Equilibrium morphologies and effective spring constants of capillary bridges

TL;DR

This paper provides a theoretical analysis of liquid bridges between parallel plates, deriving equilibrium conditions, effective spring constants, and their dependence on contact angles, volume, and surface properties, with validation against simulations.

Contribution

It introduces a comprehensive theoretical framework for predicting equilibrium morphologies and spring constants of capillary bridges with complex surface properties.

Findings

Equilibrium exists when the sum of contact angles exceeds 180°.

Spring constant diverges at the 180° contact angle sum.
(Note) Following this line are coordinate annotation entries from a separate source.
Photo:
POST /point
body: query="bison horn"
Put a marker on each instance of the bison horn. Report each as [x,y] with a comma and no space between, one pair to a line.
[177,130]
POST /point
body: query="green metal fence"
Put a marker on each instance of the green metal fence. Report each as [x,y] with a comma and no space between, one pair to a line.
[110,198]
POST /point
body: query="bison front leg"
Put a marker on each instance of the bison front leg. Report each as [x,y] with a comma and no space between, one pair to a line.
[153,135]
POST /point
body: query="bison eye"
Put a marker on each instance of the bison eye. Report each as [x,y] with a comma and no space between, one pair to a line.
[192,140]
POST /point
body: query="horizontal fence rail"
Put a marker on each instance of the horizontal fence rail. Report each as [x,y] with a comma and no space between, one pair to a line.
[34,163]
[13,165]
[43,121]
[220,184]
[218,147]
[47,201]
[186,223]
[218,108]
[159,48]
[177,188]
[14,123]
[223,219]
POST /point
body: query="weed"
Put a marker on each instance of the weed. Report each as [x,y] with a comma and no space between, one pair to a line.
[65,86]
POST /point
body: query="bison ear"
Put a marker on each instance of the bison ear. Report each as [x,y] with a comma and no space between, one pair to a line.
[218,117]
Spring constant decreases with increasing contact angle and volume.

Abstract

We theoretically study the behaviour of a liquid bridge formed between a pair of rigid and parallel plates. The plates are smooth, they may either be homogeneous or decorated by circular patches of more hydrophilic domains, and they are generally not identical. We calculate the mechanical equilibrium distance of the liquid bridge as a function of liquid volume, contact angle and radius of the chemical domain. We show that a liquid bridge can be an equilibrium configuration as long as the sum of the contact angles at the two walls is larger than $180^\circ$. When comparisons are possible, our results agree well with recent analytical and molecular dynamics simulation results. We also derive the effective spring constant of the liquid bridge as it is perturbed from its equilibrium distance. The spring constant diverges when the sum of the contact angles is $180^\circ$ and is finite otherwise. The value of the spring constant decreases with increasing contact angle and volume, and the rate, at which it decreases, depends strongly on the properties of the two plates.